The astonishing story of James Hardy Vaux, writer of Australia’s first dictionary and first true-crime memoir
If you wear ‘togs’, tell a ‘yarn’, call someone ‘sly’, or refuse to ‘snitch’ on a friend then you are talking like a convict.
These words, and hundreds of others, once left colonial magistrates baffled and police confused. So comprehensible to us today, the flash language of criminals and convicts had marine officer Watkin Tench complaining about the need for an interpreter in the colonial court.
Luckily, by 1811, that man was at hand. James Hardy Vaux – conman, pickpocket, absconder and thief, born into comfortable circumstances in England – was so drawn to a life of crime he was transported to Australia … not once, but three times!
Vaux’s talents, glibness and audacity were extraordinary, and perceiving an opportunity to ingratiate himself with authorities during his second sentence, he set about writing a dictionary of the criminal slang of the colony, which was recognised for its uniqueness and taken back to England to be published.

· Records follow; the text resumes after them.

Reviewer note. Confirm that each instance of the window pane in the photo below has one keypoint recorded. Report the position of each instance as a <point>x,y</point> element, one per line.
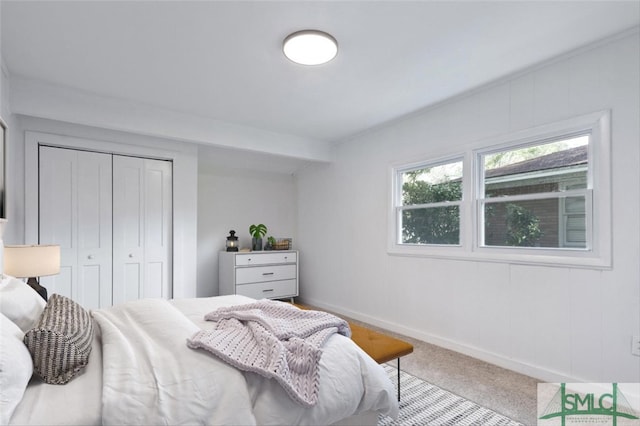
<point>550,167</point>
<point>432,184</point>
<point>549,223</point>
<point>434,225</point>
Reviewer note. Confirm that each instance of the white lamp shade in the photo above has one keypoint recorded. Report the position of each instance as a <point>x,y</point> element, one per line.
<point>31,261</point>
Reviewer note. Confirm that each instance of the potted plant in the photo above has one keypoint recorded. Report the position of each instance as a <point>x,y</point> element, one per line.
<point>257,232</point>
<point>270,243</point>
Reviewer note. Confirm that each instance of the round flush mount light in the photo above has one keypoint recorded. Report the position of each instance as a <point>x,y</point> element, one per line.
<point>310,47</point>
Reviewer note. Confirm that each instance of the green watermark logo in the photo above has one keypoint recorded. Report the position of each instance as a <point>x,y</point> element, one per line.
<point>589,404</point>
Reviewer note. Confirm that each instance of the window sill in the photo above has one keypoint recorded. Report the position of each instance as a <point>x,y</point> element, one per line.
<point>535,257</point>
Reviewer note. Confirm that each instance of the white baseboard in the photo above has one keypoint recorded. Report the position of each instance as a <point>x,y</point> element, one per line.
<point>521,367</point>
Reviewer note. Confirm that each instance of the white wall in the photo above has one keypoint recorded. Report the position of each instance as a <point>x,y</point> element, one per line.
<point>550,322</point>
<point>234,199</point>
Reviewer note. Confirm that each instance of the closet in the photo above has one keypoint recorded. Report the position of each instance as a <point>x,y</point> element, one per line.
<point>112,217</point>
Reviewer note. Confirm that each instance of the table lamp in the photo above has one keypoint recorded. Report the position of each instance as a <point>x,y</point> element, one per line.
<point>32,261</point>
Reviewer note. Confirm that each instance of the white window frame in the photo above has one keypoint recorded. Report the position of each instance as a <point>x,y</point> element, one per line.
<point>395,226</point>
<point>399,207</point>
<point>597,255</point>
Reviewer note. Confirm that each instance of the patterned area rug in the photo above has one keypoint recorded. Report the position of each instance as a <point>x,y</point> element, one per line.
<point>424,404</point>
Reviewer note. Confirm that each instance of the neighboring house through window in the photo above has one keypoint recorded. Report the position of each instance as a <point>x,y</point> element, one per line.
<point>539,196</point>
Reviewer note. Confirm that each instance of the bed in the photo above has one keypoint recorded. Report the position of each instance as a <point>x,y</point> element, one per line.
<point>141,371</point>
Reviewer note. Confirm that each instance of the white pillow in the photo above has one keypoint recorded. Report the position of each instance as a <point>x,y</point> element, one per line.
<point>20,303</point>
<point>16,368</point>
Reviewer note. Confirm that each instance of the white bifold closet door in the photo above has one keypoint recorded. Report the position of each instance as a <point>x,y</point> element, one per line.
<point>112,216</point>
<point>142,200</point>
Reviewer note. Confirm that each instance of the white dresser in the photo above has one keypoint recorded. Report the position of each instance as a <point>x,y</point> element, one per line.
<point>259,274</point>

Kel Richards tells Vaux’s story brilliantly, with the help of Vaux’s own extraordinarily candid memoir of misdeeds – one of the first true-crime memoirs ever published. Kel’s book combines two of his favourite subjects: the inventiveness, humour and origins of Australian English, and our history of fabulous, disreputable characters.
With echoes of The Surgeon of Crowthorne as well as Oliver Twist, Flash Jim is a ripping read – especially for those who appreciate the power of words and the convict contribution to our idiom.